Automated cleaning/adjustment of MPlus LCA .txt files imported into Stata

Written by Nicholas Branic — Dec 4, 2014

You can download the mpluslcafix ado file here

********** Description of this .ado file

When using MPlus to conduct latent class analysis, users may instruct MPlus to generate an output file that includes the predicted probabilities for each estimated class in addition to the source variables used to estimate the models. MPlus provides this output file in a default .txt format and uses asterisks to denote missing data. When read into Stata, these asterisks cause the data in certain rows to “shift” into different columns depending on the amount of missing data. In addition, these shifts can turn numeric variables into strings and distort the overall dataset. Running the code below will correct these shift patterns and output the following variables:

1) All of the predicted probabilities variables generated by MPlus
2) The “indicator” variable signifying class membership

********** How to use this code

Before running this .ado file, users will need to import the .txt file generated by MPlus into Stata. Below are the two easiest methods that I have found:

1) Use StatTransfer to convert the original .txt file directly into a .dta file that may then be read into Stata. The most direct approach is to use the “stcmd” command from within Stata, although users may also open the StatTransfer program outside of Stata, convert the file, and then open the new .dta file in Stata.

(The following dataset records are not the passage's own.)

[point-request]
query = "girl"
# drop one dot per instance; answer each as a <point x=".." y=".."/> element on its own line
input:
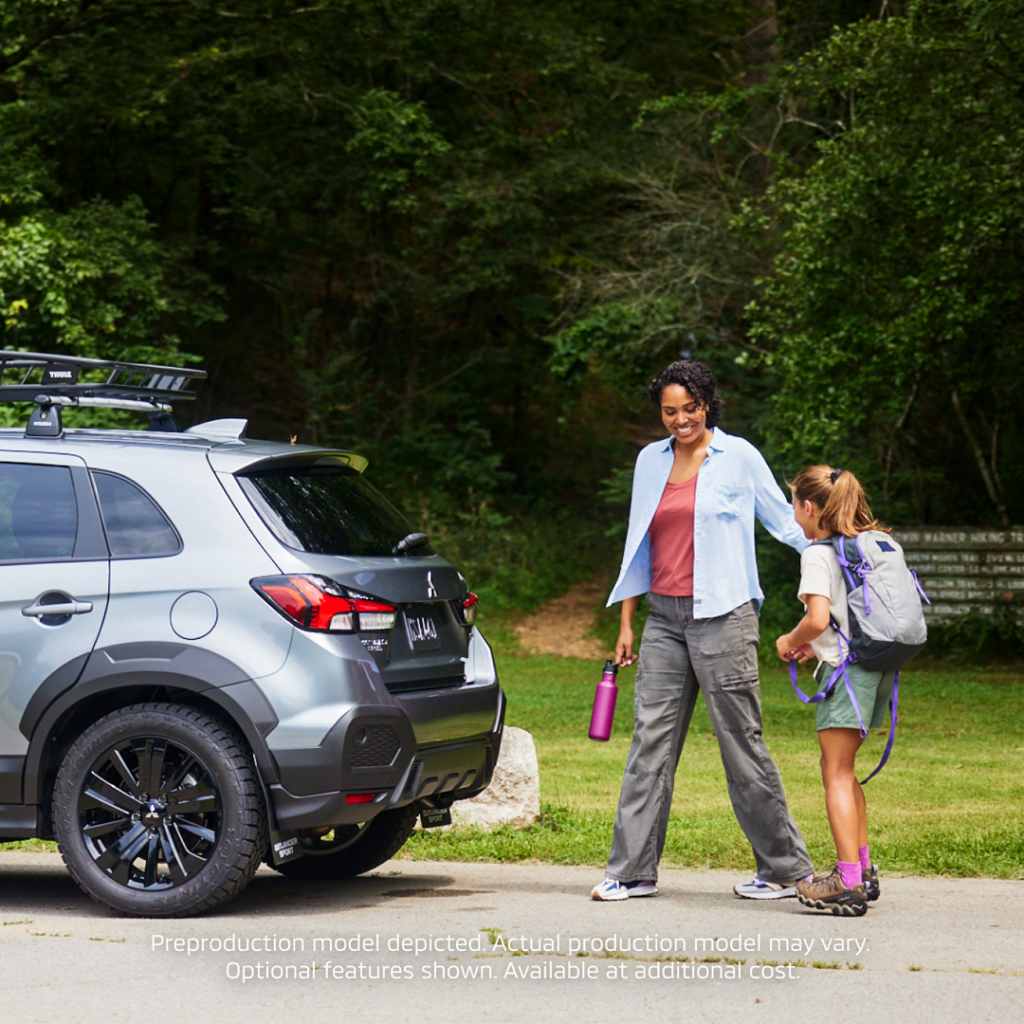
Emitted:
<point x="826" y="502"/>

2) Open the .txt file in Microsoft Excel and then save the data as a .csv file. Then, use the following commands to call the .csv file into Stata: clear import delimited <yourfilenamehere>

Alternative approaches probably exist, although note that some importing strategies may induce additional column shifting — for example, calling in an
.xlsx file — that may cause the code in this .ado file to malfunction. Once the MPlus data are loaded into Stata, execute the .ado file using the following commands:

adopath + “<foldercontainingadofile>”
mpluslcafix

For example:

adopath + “C:\Stata Code\Ado Files\”
mpluslcafix

Running this code generates a new .dta file that excludes the original variables used in the latent class analysis and keeps only the predicted
probability and class indicator variables. Next, users will need to merge the adjusted MPlus data back into their original Stata dataset. To do so, use the following commands:

use <originaldataset>, clear
merge 1:1 _n using <newdataset>

Now the LCA variables should correspond to the original data and match to each respective case in the dataset.

********** Additional notes

1) Prior to using the “outfile” command in Stata, which will export your data for use in latent class analysis within MPlus, users should perform two steps:

a) Drop any cases that feature all missing values on the variables that you will include in your latent class analysis, as MPlus will drop these cases automatically during latent class analysis and the loss of these cases will result in a faulty merge after cleaning the LCA data

b) As an added precaution against faulty merging, use the “sort” command on one or more variables. MPlus retains the original sorting of the data during latent class analysis and in its output .txt file, but this step provides additional confidence that the LCA data will merge back to their appropriate place within the original dataset.

2) This code was designed for use with MPlus only and has not been tested with other statistical software capable of conducting latent class analysis. The code was originally run and tested using Stata 13 and MPlus 5.

**********

You can download the mpluslcafix ado file here.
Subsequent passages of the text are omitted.